The law also grants the Turkish president authority to extend the suspension for an additional three years if economic conditions justify it. This provision gives policymakers flexibility to respond quickly if inflation remains under control or, conversely, if price pressures return.
The Turkey inflation accounting law is therefore not only a technical accounting change but also a broader policy signal about expectations for macroeconomic stability.
Impact on banks and financial institutions
Even before the parliamentary vote, Turkey’s Banking Regulation and Supervision Agency, known as BDDK, had already moved in a similar direction. The regulator announced that banks and a wide range of financial institutions would not apply inflation accounting.
This exemption covers banks, financial leasing companies, factoring firms, financing companies, savings financing entities, and asset management firms. By aligning financial institutions with the broader corporate sector, regulators aim to ensure consistency and reduce reporting complexity across the economy.
For banks, the removal of inflation accounting simplifies balance sheets and capital calculations, which could improve clarity for investors and international counterparties.
Inflation trends support the policy shift
One of the key drivers behind the Turkey inflation accounting law is the notable slowdown in inflation. Annual inflation fell to 31.07 percent in November, marking the lowest level in four years. While still elevated by global standards, this decline represents substantial progress compared with the peak levels seen in 2022.
Lower inflation reduces the distortive effects that originally justified inflation accounting. As price growth moderates, nominal financial statements become more meaningful and easier to interpret. Policymakers appear to believe that maintaining inflation accounting under these conditions would create unnecessary administrative burdens.
However, some analysts caution that inflation remains volatile and that abandoning inflation-adjusted reporting too early could mask underlying risks.
Implications for businesses and investors
For Turkish companies, the Turkey inflation accounting law offers immediate relief from complex calculations and compliance challenges. Financial reporting will become simpler, faster, and potentially less costly.
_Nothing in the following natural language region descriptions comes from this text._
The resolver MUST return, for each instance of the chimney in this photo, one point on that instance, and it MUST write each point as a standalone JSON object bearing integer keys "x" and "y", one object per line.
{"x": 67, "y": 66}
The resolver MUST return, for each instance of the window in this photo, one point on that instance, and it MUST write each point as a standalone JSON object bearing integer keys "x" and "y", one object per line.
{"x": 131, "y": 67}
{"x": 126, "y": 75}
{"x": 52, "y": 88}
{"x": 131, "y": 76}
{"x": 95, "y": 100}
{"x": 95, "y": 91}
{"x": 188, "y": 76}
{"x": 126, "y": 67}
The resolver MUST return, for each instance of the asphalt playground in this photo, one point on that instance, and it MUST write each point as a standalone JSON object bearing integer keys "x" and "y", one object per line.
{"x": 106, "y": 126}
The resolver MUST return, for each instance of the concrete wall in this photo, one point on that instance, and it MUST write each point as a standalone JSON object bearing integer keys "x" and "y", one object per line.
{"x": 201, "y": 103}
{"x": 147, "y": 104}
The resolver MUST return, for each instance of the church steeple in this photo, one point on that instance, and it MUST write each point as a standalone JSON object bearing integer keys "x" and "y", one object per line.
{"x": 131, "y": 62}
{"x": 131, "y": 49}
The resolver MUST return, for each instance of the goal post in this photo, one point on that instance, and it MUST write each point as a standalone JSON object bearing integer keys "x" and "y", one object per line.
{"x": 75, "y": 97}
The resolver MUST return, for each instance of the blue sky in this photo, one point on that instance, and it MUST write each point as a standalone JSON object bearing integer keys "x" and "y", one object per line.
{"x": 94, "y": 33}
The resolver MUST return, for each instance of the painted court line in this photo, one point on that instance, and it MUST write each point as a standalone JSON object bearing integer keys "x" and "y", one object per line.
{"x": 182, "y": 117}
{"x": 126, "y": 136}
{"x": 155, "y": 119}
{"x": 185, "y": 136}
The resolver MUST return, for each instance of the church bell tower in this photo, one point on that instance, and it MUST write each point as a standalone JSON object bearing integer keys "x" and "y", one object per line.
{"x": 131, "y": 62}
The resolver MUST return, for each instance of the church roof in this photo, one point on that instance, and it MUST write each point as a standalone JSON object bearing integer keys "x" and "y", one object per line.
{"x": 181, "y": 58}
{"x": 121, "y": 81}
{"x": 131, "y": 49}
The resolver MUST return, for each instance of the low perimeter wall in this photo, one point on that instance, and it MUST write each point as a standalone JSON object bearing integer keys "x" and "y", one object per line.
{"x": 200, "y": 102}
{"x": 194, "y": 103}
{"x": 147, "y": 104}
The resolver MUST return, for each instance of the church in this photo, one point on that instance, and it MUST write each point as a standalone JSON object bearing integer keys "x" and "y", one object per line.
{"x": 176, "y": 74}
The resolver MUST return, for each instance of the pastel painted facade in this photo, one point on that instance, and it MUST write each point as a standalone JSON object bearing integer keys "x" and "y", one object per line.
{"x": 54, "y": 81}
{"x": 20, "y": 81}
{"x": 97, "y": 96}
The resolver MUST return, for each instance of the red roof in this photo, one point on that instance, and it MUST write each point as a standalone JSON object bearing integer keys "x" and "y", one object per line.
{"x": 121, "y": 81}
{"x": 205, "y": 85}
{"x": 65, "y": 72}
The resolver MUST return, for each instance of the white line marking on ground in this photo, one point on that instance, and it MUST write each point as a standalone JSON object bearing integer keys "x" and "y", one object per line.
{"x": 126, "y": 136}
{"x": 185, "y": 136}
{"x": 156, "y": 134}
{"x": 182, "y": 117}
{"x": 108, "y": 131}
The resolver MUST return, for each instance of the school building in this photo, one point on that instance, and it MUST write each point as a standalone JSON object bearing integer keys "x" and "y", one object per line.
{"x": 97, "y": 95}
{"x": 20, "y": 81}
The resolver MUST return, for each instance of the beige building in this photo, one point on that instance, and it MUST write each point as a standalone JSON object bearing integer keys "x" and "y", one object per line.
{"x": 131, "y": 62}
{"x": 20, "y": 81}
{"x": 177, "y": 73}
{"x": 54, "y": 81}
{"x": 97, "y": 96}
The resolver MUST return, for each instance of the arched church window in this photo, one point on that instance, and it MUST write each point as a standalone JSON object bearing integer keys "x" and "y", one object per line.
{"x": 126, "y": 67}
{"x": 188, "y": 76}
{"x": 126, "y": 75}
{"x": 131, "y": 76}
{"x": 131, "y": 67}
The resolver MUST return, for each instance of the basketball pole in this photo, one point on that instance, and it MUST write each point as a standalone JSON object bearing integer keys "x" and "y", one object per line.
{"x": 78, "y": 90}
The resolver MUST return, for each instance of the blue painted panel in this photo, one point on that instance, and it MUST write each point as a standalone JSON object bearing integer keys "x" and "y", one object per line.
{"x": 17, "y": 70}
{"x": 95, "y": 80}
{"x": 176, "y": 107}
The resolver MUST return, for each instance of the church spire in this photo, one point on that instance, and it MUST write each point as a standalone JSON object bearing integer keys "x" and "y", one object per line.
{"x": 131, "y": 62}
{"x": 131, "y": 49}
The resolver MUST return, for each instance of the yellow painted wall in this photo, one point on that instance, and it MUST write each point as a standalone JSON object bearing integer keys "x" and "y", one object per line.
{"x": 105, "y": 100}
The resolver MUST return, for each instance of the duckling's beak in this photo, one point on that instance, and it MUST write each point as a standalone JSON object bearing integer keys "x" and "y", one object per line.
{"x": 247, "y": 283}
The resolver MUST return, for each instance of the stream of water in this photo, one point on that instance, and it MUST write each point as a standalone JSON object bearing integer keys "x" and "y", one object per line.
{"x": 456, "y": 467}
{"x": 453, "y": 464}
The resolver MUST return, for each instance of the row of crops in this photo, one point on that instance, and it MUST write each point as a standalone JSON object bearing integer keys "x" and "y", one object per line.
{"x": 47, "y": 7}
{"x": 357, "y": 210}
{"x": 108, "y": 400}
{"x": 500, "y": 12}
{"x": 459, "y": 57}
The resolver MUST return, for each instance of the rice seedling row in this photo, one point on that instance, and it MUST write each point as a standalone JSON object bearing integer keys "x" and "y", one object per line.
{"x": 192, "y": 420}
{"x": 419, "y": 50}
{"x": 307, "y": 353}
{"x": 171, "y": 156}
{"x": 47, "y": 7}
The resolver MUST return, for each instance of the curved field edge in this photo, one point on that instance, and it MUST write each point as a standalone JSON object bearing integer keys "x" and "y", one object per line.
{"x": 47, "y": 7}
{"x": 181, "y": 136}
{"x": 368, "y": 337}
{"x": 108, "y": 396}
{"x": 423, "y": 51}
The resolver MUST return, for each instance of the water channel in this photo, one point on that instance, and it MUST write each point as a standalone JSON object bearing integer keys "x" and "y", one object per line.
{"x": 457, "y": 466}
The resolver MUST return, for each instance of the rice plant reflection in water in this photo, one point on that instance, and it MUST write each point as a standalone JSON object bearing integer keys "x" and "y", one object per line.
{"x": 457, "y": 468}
This could be especially beneficial for small and medium-sized enterprises that struggled with the technical demands of inflation-adjusted accounting.
From an investor perspective, the picture is more mixed. On one hand, standardised nominal accounts are easier to compare across periods and with international peers. On the other hand, without inflation adjustments, reported profits and asset values may appear stronger than their real economic value if inflation resurges.
Foreign investors will closely watch how Turkey balances transparency with administrative efficiency as it implements the new rules.
Broader economic and policy context
The Turkey inflation accounting law fits into a broader pattern of economic recalibration. Authorities have taken steps to stabilise prices, restore policy credibility, and reduce market distortions. Recent measures include wage adjustments, tighter monetary policy, and regulatory reforms aimed at improving financial discipline.
By suspending inflation accounting, the government is effectively signaling confidence that the worst of the inflation crisis has passed. At the same time, the option to extend the suspension underscores awareness that economic conditions can change rapidly.
What happens next
Implementation of the Turkey inflation accounting law will begin with the 2025 fiscal year. Companies, auditors, and regulators will need to update reporting standards, guidance, and compliance frameworks accordingly. Market participants will also reassess financial performance metrics now that inflation adjustments are no longer required.
Whether the policy proves successful will depend largely on inflation trends over the next two years. If inflation continues to fall, the reform may be seen as a logical and timely adjustment. If price pressures return, critics may argue that inflation accounting was removed prematurely.